Gli islandesi hanno perciò deciso di non pagare i 13mila euro che sarebbero a carico di ogni cittadino, e com’è ovvio che sia tutti sono andati contro questa legge.
Ora si andrà ad un referendum come previsto dalla Costituzione dell’Islanda, e secondo le prime voci il verdetto sarebbe già scontato, con oltre il 70% di voti favorevoli al provvedimento, ossia contrari alla legge.
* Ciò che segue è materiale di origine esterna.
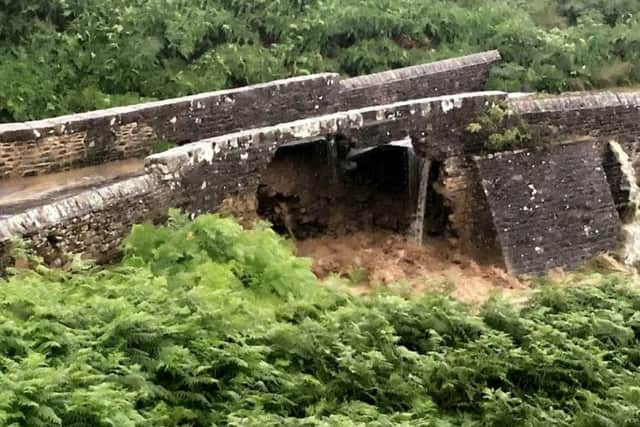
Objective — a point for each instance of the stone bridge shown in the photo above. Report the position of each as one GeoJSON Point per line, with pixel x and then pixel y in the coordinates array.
{"type": "Point", "coordinates": [322, 154]}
Il pensiero comune è che non è la gente islandese a dover pagare di tasca propria per gli errori commessi dai banchieri e da chi gestiva la Icesave.
Il presidente ha inoltre raccolto una petizione di 60mila persone (su 350mila cittadini complessivi) che è stata approvata dal parlamento il 30 dicembre scorso, istituendo una garanzia statale per il rimborso dei prestiti che la Gran Bretagna e l’Olanda hanno concesso al Depositors’ and Investors’ Guarantee Fund, per un valore totale di circa 5 miliardi di dollari.
Fitch nel frattempo, ha portato il rating su Reykjavik a BB+ con outlook negativo, mentre Paul Myners, ministro per i Servizi finanziari inglese, ha affermato che la vittoria del referendum vorrebbe dire isolamento totale dal sistema finanziario per l’Islanda.
Ora il governo islandese, come detto da Jóhanna Sigurðardóttir, rivaluterà la situazione.